J’observais cependant mon guide et l’inconnu. Le premier s’approchait bien à contre-cœur ; l’autre semblait n’avoir pas de mauvais desseins contre nous, car il avait rendu la liberté à son cheval, et son espingole, qu’il tenait d’abord horizontale, était maintenant dirigée vers la terre.

Ne croyant pas devoir me formaliser du peu de cas qu’on avait paru faire de ma personne, je m’étendis sur l’herbe, et, d’un air dégagé, je demandai à l’homme à l’espingole s’il n’avait pas un briquet sur lui. En même temps je tirais mon étui à cigares. L’inconnu, toujours sans parler, fouilla dans sa poche, prit son briquet, et s’empressa de me faire du feu. Évidemment il s’humanisait, car il s’assit en face de moi, toutefois sans quitter son arme. Mon cigare allumé, je choisis le meilleur de ceux qui me restaient, et je lui demandai s’il fumait.

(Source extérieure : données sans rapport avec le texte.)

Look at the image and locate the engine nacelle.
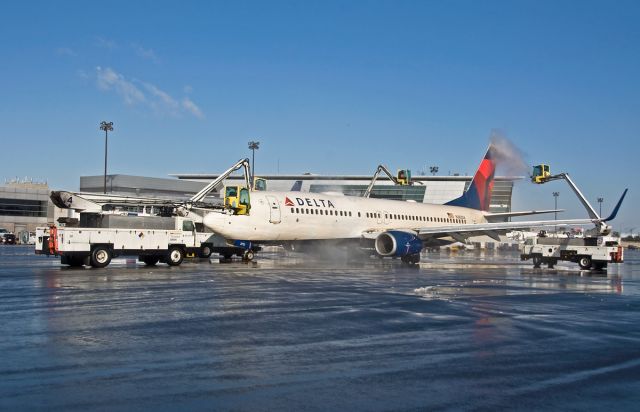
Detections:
[376,230,422,257]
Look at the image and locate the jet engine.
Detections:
[376,230,422,257]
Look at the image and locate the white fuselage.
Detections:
[203,192,487,243]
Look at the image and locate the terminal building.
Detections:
[0,179,54,235]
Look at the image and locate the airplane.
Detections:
[194,145,626,265]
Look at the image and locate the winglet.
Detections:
[602,188,629,222]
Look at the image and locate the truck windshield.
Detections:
[533,166,542,176]
[240,188,249,205]
[182,220,193,232]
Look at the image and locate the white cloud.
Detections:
[182,97,204,119]
[96,66,146,105]
[56,47,78,57]
[131,43,158,62]
[96,66,204,119]
[96,37,118,50]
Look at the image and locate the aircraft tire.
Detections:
[90,246,113,268]
[200,245,211,259]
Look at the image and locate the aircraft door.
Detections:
[182,220,196,247]
[267,196,280,223]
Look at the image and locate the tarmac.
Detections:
[0,246,640,411]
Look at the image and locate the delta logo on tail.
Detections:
[446,145,496,211]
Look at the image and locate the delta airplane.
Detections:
[203,145,622,264]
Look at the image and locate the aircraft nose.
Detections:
[202,212,227,233]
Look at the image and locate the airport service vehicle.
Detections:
[0,227,11,244]
[2,233,16,245]
[186,145,626,264]
[35,214,244,268]
[520,233,624,270]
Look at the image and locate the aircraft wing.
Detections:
[484,209,564,222]
[416,219,594,241]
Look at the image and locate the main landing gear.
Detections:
[400,253,420,266]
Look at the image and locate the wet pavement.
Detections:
[0,246,640,411]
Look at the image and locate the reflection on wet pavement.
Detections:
[0,246,640,410]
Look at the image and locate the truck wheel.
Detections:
[142,256,160,266]
[91,246,111,268]
[167,246,184,266]
[200,245,211,259]
[578,256,591,270]
[532,256,542,268]
[62,256,84,268]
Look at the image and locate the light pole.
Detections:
[100,120,113,194]
[553,192,560,233]
[249,140,260,186]
[598,197,604,217]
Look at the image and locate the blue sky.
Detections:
[0,1,640,231]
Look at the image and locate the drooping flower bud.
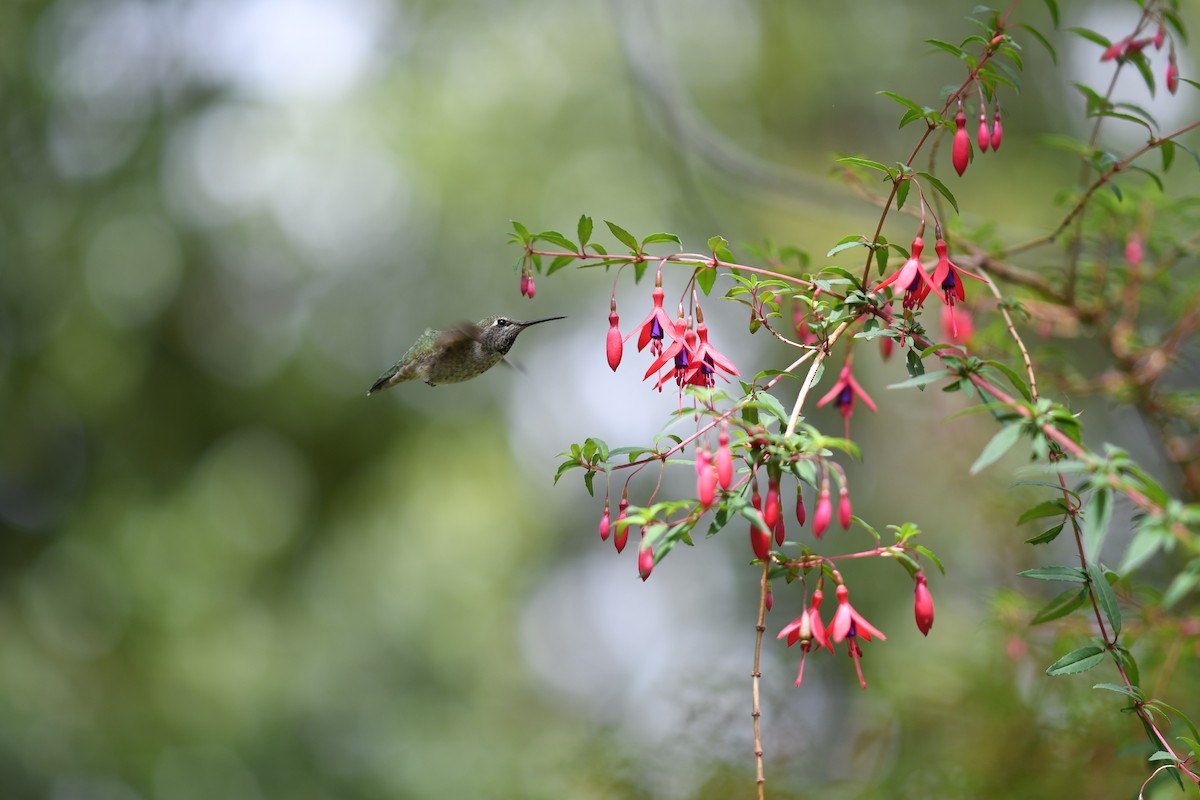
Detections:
[950,106,971,178]
[637,537,654,581]
[750,519,770,561]
[912,572,934,636]
[1126,233,1146,266]
[696,447,716,509]
[812,485,833,539]
[605,297,625,372]
[612,498,629,553]
[716,428,733,489]
[838,486,853,530]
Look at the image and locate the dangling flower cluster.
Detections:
[776,571,888,688]
[521,267,538,300]
[817,359,892,439]
[605,271,738,391]
[950,97,1004,178]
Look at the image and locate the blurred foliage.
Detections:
[0,0,1200,800]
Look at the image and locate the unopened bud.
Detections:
[912,573,934,636]
[605,300,625,372]
[838,487,853,530]
[812,486,833,539]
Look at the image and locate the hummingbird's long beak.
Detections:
[517,317,566,327]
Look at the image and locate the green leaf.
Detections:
[838,156,892,175]
[971,425,1021,475]
[546,253,575,275]
[575,213,592,253]
[917,173,959,212]
[1025,522,1064,545]
[1046,644,1104,675]
[1030,587,1087,625]
[1092,684,1146,703]
[642,233,683,247]
[1016,566,1087,583]
[535,230,575,253]
[1084,487,1112,560]
[1016,500,1067,525]
[604,219,641,253]
[888,369,954,389]
[1087,564,1121,638]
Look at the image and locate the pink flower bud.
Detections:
[696,447,716,509]
[716,431,733,489]
[838,487,853,530]
[612,498,629,553]
[637,537,654,581]
[605,309,625,372]
[1126,233,1146,266]
[762,479,781,530]
[950,109,971,178]
[912,573,934,636]
[812,486,833,539]
[750,523,770,561]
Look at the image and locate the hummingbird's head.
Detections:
[479,317,566,354]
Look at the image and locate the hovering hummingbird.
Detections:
[367,317,566,397]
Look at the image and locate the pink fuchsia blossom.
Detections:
[829,585,888,642]
[817,359,880,439]
[874,236,941,311]
[776,589,834,686]
[912,572,934,636]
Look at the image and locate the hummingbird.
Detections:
[367,317,566,397]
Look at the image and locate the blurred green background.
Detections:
[0,0,1200,800]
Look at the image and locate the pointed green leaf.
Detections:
[971,425,1021,475]
[1016,566,1087,583]
[1030,587,1087,625]
[604,219,641,253]
[1087,564,1121,638]
[1046,644,1104,675]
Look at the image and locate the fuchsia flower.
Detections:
[829,585,888,642]
[817,359,880,439]
[874,236,941,311]
[934,239,988,338]
[684,306,738,389]
[630,280,672,355]
[912,572,934,636]
[605,296,625,372]
[775,589,833,686]
[950,103,971,178]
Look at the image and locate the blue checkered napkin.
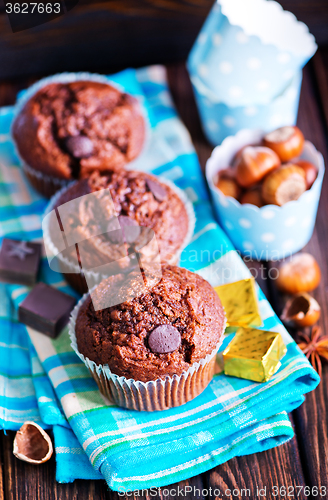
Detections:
[0,66,319,491]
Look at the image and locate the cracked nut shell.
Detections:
[263,126,304,163]
[281,293,321,328]
[13,422,53,464]
[262,163,306,207]
[236,146,281,188]
[276,253,321,294]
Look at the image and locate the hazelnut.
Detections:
[277,253,321,294]
[281,293,321,328]
[262,163,306,207]
[263,126,304,163]
[216,176,240,199]
[231,144,260,166]
[240,186,263,208]
[293,160,318,189]
[13,422,53,464]
[236,146,280,188]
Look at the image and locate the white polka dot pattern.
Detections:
[206,129,324,260]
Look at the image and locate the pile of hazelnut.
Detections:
[215,126,318,207]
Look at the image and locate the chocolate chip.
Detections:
[147,179,166,202]
[66,135,93,158]
[148,325,181,354]
[107,215,140,244]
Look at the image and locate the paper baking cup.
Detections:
[68,294,225,411]
[188,0,317,106]
[42,177,196,294]
[206,130,325,260]
[11,72,151,198]
[191,72,302,146]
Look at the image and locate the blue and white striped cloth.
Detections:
[0,66,319,491]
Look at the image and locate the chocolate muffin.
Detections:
[13,80,145,195]
[74,265,225,409]
[46,169,193,293]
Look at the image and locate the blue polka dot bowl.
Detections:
[188,0,317,106]
[206,129,325,260]
[191,71,302,146]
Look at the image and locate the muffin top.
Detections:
[75,265,225,382]
[13,80,145,179]
[50,169,189,274]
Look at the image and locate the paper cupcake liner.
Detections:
[42,177,196,294]
[68,294,225,411]
[191,72,302,146]
[187,0,317,107]
[11,72,151,198]
[206,130,325,260]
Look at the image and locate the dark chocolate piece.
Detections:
[66,135,93,158]
[18,283,76,338]
[147,179,167,202]
[148,325,181,354]
[0,238,41,286]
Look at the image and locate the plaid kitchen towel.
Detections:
[0,66,319,491]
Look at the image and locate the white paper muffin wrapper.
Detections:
[42,177,196,294]
[188,0,317,107]
[11,72,151,198]
[68,293,226,411]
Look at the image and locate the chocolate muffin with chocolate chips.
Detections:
[13,80,145,194]
[46,169,193,293]
[75,265,225,409]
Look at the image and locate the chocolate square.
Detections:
[18,283,76,338]
[0,238,41,286]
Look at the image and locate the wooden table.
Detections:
[0,48,328,500]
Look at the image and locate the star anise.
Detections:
[297,326,328,377]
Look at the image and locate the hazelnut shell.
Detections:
[262,163,306,207]
[263,126,304,163]
[236,146,280,188]
[240,186,263,208]
[13,422,53,464]
[216,176,241,199]
[276,253,321,294]
[293,159,318,189]
[281,293,321,328]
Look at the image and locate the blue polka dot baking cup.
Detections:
[206,130,325,260]
[191,72,302,146]
[188,0,317,107]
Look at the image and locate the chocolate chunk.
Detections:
[147,179,167,202]
[18,283,76,338]
[107,215,140,244]
[148,325,181,354]
[66,135,93,158]
[0,238,41,286]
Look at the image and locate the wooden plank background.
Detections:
[0,48,328,500]
[0,0,328,79]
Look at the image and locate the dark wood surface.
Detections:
[0,50,328,500]
[0,0,328,79]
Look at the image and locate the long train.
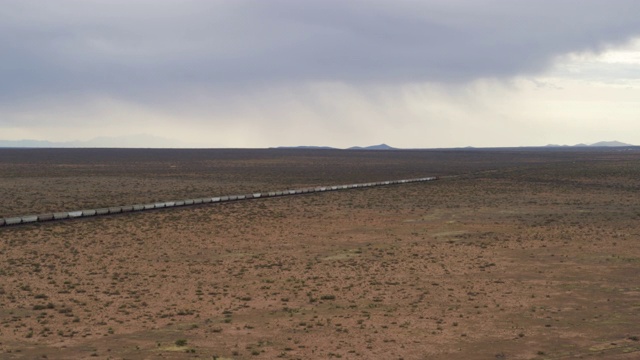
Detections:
[0,176,439,227]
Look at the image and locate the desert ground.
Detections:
[0,148,640,359]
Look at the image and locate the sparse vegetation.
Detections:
[0,151,640,359]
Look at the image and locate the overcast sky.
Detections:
[0,0,640,147]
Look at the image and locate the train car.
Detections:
[69,210,82,218]
[53,211,69,220]
[82,209,96,217]
[38,213,53,221]
[4,217,22,225]
[21,215,38,224]
[109,206,122,214]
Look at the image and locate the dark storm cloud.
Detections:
[0,0,640,103]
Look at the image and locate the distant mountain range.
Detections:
[546,140,635,147]
[0,138,635,151]
[0,134,187,148]
[276,144,398,150]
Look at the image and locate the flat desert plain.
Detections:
[0,148,640,359]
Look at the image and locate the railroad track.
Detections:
[0,176,438,227]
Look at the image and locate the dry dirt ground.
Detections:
[0,150,640,359]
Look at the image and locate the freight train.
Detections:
[0,176,439,227]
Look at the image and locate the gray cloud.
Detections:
[0,0,640,107]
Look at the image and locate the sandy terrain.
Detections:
[0,150,640,359]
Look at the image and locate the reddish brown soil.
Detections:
[0,150,640,359]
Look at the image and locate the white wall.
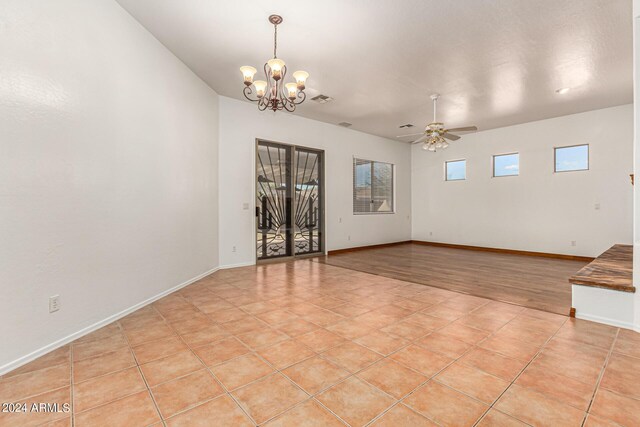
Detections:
[411,105,633,256]
[633,0,640,332]
[0,0,218,373]
[220,97,411,266]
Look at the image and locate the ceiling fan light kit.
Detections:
[240,15,309,112]
[398,93,478,152]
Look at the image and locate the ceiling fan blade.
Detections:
[411,135,429,144]
[447,126,478,132]
[442,132,460,141]
[396,132,424,138]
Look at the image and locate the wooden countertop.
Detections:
[569,245,636,292]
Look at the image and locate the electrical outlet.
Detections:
[49,295,60,313]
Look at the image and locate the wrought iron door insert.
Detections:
[256,141,324,260]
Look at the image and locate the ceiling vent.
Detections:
[311,94,333,104]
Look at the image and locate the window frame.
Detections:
[444,159,467,182]
[351,156,396,215]
[553,143,591,173]
[491,151,520,178]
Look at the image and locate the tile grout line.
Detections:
[118,310,166,426]
[149,296,257,425]
[464,310,568,426]
[582,328,620,426]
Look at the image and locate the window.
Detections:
[353,159,393,214]
[444,160,467,181]
[554,144,589,172]
[493,153,520,177]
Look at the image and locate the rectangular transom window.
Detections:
[444,160,467,181]
[353,159,394,214]
[493,153,520,177]
[554,144,589,172]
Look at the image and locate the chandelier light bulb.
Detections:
[253,80,267,98]
[293,71,309,90]
[240,15,309,112]
[284,83,298,99]
[267,58,284,80]
[240,65,257,86]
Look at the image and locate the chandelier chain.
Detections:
[273,24,278,58]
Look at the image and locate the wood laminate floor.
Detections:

— Oui, monsieur, répondit-il. C’étaient les premiers mots qu’il faisait entendre, et je remarquai qu’il ne prononçait pas l’s à la manière andalouse, d’où je conclus que c’était un voyageur comme moi, moins archéologue seulement.

— Vous trouverez celui-ci assez bon, lui dis-je en lui présentant un véritable régalia de la Havanne.

Il me fît une légère inclination de tête, alluma son cigare au mien, me remercia d’un autre signe de tête, puis se mit à fumer avec l’apparence d’un très vif plaisir. — Ah ! s’écria-t-il en laissant échapper lentement sa première bouffée par la bouche et les narines, comme il y avait long-temps que je n’avais fumé !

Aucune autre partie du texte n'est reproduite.